Posted by: Eric at February 22, 2013 02:17 AM

So..a study was funded that was given a 'cue' based on Obama, versus his actual policies and implementation.

Given the hard work of the NEA to indoctrinate our children about what is a right granted by government (entitlement and taxes to promote the general welfare) versus a right protected by government (such as the Bill of Rights), I would say they have succeeded admirably. I am also not surprised.

Posted by: PuffOnMeds at February 22, 2013 05:09 PM

Basically, what this is about is the outsourcing of individual judgment and conscious to the Tribe and the Leader.

I'm reminded of a German Nazi who was asked some question about the economic policies he favored. His response was something like:

"We don't want HIGH bread prices...We don't want LOW bread prices. What we want are NATIONAL SOCIALIST bread prices."

IE, what matters is not the logic behind the decision but rather the support by the tribal authorities.

Posted by: david foster at February 24, 2013 08:06 AM

...the outsourcing of individual judgment...

I like that phrasing.
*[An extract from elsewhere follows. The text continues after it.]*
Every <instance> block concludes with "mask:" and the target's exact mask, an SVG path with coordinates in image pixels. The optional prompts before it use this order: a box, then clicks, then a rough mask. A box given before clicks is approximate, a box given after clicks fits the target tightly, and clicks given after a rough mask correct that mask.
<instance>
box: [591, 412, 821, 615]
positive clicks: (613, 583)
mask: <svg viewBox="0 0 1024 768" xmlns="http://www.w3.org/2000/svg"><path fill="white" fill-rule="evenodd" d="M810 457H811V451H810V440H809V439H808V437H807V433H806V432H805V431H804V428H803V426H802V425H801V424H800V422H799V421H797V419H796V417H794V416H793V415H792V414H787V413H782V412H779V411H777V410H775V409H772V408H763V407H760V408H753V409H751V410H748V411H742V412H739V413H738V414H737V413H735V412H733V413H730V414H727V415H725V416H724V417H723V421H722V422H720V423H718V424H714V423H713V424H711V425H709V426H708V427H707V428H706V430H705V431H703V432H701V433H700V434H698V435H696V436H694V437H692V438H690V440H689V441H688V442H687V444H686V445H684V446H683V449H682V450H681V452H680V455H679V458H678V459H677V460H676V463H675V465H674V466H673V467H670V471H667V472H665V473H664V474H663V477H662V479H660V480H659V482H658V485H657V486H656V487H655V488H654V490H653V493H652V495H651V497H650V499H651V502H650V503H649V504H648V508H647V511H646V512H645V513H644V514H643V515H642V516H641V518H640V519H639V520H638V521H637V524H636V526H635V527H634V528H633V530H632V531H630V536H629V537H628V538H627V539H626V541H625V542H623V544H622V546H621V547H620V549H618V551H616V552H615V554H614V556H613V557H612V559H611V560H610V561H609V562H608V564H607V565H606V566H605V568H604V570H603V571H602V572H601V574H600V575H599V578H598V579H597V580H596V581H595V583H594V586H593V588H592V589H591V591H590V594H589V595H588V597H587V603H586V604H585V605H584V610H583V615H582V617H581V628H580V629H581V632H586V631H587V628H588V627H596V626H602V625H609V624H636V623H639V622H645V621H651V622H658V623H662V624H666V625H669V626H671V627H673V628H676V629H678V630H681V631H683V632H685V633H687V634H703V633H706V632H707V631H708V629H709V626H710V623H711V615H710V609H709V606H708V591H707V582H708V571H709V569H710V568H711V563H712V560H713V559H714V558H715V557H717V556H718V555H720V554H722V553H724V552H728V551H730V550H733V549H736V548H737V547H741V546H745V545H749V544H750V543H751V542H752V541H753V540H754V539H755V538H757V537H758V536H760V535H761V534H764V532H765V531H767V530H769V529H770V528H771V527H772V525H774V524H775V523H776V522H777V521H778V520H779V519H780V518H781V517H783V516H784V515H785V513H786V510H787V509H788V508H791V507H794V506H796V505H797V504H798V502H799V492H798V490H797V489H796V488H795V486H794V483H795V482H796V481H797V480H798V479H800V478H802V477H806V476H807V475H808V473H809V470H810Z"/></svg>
I can't help but wonder how much of our willingness to cede the power of moral arbitration to our leaders has to do with information overload and the inherent moral ambiguity of (or conflict between) purely political concepts (is government our brother's keeper) and personal moral/religious duties (are *we* supposed to be our brother's keeper).

It seems to me that individual moral duties are also being outsourced to government, as in, "I don't have to decide how much of what I have earned I should give from to help the less fortunate -- the government takes care of that sort of thing for me".

It's got to be easier to feel as though you belong to the "right" team than to reconcile all those pesky questions on your own.